A cultura negra trazida com os escravos ao solo brasileiro foi grandemente negada e marginalizada, principalmente aquela cuja linguagem era proveniente dos terreiros e quilombos. Estes, tornaram-se o maior instrumento de resistência e propagação dos custumes e crenças africanas e foram, a longo prazo, a via de manutenção das raízes dos negros escravizados.

Segundo Dantas (s/d)

As expressões culturais afro-brasileiras, em especial as originárias dos Povos de Terreiros, principalmente no interior, sofrem continuamente com o preconceito institucional, além das campanhas sistemáticas de descrédito e desrespeito religioso e a falta de apoio para a manutenção das atividades religiosas e culturais. (DANTAS, s/d, p. 1)

A religião, para Santos & Santos (1999) “foi e é o maior transmissor de valores da negritude afro-americana”. Valores carregados de tanta plasticidade, que conseguiram sobreviver a toda a opressão e pressão que lhe foi imposta. Esse processo dialético de resistência-acomodação permitiu que a religiosidade se acomodasse sem “embranquecer”, ou seja, sem perder o vínculo com a história de suas origens. Um dos meios encontrados pelos escravos africanos para manter seus cultos protegidos foi o sicretismo religioso. Associando seus deuses aos santos da igreja católica (religião dominante da época), os escravos conseguiram manter seus costumes religiosos sem que os seus senhores percebessem e, desta forma, garantiram seus ritos e a transmissão de saberes às gerações seguintes.

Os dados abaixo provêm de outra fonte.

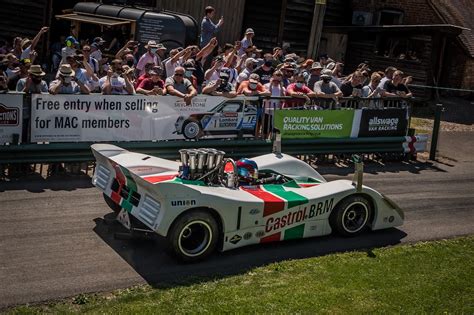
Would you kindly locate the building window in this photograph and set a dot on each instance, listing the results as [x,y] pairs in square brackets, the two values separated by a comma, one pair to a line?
[390,17]
[402,48]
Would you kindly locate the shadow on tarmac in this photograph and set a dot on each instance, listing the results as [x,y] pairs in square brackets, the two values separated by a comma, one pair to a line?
[149,258]
[374,168]
[36,183]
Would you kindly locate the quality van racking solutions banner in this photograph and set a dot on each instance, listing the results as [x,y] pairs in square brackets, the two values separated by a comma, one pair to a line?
[311,124]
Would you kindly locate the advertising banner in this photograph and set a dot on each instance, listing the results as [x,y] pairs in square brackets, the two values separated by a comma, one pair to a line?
[75,118]
[311,124]
[11,116]
[389,122]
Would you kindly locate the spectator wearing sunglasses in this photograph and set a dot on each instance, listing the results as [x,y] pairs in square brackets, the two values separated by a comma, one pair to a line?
[3,84]
[24,66]
[373,89]
[299,91]
[179,86]
[34,83]
[86,50]
[116,82]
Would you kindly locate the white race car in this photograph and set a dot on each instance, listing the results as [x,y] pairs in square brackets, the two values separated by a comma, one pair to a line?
[200,206]
[233,116]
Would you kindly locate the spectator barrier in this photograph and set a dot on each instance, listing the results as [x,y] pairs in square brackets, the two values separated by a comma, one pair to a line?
[52,128]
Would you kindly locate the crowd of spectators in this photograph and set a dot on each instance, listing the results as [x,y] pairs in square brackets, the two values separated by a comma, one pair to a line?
[82,67]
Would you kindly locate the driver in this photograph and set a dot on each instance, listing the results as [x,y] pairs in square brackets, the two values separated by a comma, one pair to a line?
[247,171]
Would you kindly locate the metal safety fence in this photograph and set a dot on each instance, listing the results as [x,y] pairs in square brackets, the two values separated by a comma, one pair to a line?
[260,142]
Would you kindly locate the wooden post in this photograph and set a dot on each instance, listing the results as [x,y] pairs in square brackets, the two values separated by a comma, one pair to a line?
[281,26]
[316,28]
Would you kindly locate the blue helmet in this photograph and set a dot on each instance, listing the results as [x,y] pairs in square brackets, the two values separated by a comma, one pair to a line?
[70,40]
[247,169]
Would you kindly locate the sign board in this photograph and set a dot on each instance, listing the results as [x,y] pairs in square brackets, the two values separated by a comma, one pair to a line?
[389,122]
[11,116]
[310,124]
[76,118]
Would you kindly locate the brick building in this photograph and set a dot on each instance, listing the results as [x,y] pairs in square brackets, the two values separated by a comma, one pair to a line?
[431,40]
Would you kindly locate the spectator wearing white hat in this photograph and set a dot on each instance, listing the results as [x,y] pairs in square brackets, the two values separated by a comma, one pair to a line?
[250,66]
[116,82]
[34,83]
[220,87]
[314,74]
[66,82]
[299,92]
[70,49]
[246,42]
[152,85]
[179,86]
[150,55]
[28,46]
[326,88]
[177,58]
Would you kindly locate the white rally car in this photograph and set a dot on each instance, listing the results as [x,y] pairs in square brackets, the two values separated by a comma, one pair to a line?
[233,116]
[199,206]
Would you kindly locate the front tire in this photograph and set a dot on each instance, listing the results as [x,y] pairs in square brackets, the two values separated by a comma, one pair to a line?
[112,205]
[192,129]
[351,216]
[193,236]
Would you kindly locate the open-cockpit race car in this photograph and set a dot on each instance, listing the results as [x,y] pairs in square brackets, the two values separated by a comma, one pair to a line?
[208,202]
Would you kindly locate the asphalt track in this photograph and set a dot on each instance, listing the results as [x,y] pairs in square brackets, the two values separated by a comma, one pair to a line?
[54,242]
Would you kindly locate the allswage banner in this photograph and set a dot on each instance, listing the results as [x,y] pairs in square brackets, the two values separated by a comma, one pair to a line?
[390,122]
[311,124]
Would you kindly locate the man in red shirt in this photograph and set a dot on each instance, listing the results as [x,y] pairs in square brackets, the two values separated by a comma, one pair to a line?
[152,85]
[150,65]
[252,87]
[300,93]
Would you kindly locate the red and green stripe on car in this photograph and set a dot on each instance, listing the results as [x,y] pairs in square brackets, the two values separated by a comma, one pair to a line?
[277,199]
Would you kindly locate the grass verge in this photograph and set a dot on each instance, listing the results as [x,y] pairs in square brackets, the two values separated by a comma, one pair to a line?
[429,277]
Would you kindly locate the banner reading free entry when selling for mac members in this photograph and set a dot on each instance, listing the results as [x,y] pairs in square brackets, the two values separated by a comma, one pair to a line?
[310,124]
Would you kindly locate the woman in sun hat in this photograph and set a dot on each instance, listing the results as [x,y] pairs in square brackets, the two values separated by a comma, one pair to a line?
[34,83]
[66,82]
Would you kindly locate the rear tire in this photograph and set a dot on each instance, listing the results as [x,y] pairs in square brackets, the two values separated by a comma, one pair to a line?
[351,216]
[193,236]
[112,205]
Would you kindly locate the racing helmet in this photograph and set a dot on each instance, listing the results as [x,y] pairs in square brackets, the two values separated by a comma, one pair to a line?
[247,170]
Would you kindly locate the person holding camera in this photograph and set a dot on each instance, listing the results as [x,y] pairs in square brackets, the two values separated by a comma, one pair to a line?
[208,28]
[116,82]
[220,87]
[34,83]
[66,83]
[395,87]
[179,86]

Vale ressaltar que a conversão forçada surgia no momento do desembarque dos escravos em solo brasileiro. Cada escravo era re-batizado ao desembarcar dos navios negreiros e perdia sua identidade social, sua origem e sua historicidade. Estas práticas não foram aceitas facilmente. Houve resistência de diversos grupos e a própria organização em terreiros e quilombos veio fortalecer essa negativa. Os grupos formados possuíam características específicas e, em algumas situações, eram verdadeiros grupos guerrilheiros da atualidade, devido à forte resistência e luta travada contra a escravidão imposta. Um dos casos que expressa tal situação foi o surgimento da Sociedade Secreta Ogboni, cuja maioria de integrantes era de origem malês e que fornecia treinamento de guerra.

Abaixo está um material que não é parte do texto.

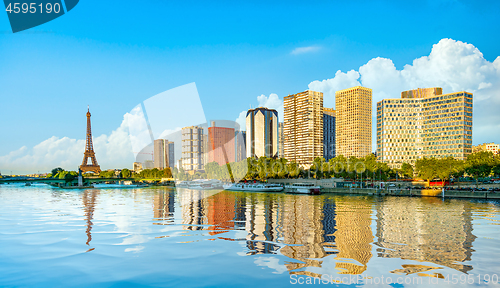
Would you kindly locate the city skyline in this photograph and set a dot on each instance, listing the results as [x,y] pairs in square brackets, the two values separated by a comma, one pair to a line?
[113,69]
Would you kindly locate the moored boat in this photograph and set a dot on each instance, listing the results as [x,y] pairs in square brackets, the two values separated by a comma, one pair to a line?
[254,187]
[303,188]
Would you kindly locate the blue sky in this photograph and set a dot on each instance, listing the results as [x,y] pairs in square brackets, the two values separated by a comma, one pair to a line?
[114,56]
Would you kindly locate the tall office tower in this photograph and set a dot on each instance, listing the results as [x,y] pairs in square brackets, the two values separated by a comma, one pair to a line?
[434,125]
[353,134]
[192,148]
[221,145]
[303,127]
[328,133]
[163,154]
[137,167]
[488,147]
[262,132]
[240,145]
[281,140]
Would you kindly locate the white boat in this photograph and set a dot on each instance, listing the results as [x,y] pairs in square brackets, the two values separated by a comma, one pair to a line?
[302,188]
[253,187]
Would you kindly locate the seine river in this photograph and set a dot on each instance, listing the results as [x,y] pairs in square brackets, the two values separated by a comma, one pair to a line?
[157,237]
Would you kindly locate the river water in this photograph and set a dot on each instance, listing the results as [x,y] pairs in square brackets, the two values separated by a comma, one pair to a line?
[163,237]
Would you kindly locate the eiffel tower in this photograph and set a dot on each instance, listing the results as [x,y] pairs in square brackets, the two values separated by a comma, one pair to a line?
[89,152]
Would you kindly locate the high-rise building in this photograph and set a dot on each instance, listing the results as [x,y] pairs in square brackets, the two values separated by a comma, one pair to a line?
[488,147]
[163,154]
[262,132]
[221,144]
[192,148]
[148,164]
[281,140]
[328,133]
[353,133]
[303,127]
[240,145]
[432,125]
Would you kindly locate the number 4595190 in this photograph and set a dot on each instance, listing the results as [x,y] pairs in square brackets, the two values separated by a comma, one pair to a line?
[33,8]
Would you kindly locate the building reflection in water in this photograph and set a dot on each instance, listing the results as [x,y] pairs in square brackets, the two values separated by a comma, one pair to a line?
[306,229]
[89,201]
[432,231]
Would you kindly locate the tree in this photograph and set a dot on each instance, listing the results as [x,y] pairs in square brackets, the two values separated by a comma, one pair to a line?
[426,168]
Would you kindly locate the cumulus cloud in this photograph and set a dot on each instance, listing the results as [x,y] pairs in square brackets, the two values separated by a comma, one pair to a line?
[453,65]
[303,50]
[272,101]
[112,151]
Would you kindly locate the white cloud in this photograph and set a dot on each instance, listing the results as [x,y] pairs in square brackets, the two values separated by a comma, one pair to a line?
[113,151]
[453,65]
[303,50]
[271,102]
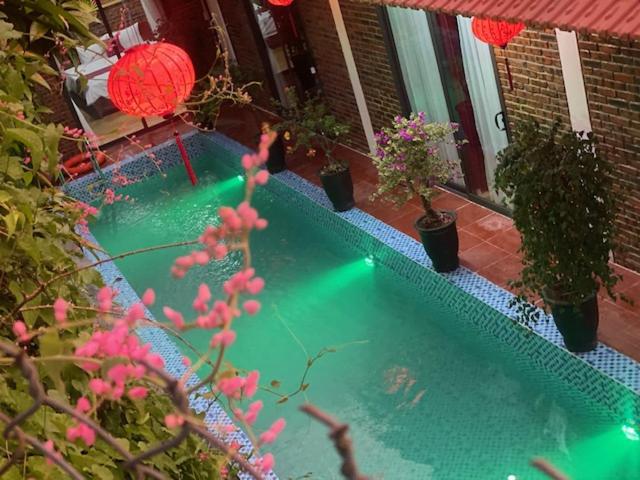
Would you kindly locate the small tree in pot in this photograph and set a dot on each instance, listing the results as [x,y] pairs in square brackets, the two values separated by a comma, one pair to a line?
[564,207]
[311,125]
[410,165]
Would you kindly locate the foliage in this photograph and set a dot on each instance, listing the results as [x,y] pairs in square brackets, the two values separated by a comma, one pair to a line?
[564,207]
[312,126]
[409,162]
[214,90]
[39,243]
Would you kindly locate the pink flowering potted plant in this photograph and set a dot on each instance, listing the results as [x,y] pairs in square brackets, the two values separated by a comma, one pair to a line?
[410,165]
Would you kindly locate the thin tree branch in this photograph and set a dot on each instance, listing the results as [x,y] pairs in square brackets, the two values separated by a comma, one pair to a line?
[338,432]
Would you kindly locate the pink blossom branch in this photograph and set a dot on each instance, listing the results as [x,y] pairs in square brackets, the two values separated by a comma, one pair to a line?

Algumas dessas sociedades foram desfeitas com o tempo, outras prevaleceram e permanecem existindo na atualidade, com a função de perpetuar as origens religiosas e realizar a transmissão dos saberes oralizados.

Para Santos & Santos (1999),

Foi através da prática contínua da religião que o negro conservou um sentido profundo de comunidade. A América Latina viu transportar, implantar e reformular em seu solo, um complexo cultural que se expressa através de associações religiosas, nas quais se mantém e renova o mais específico de seus sistemas de origem. (SANTOS & SANTOS, 1999, s/p).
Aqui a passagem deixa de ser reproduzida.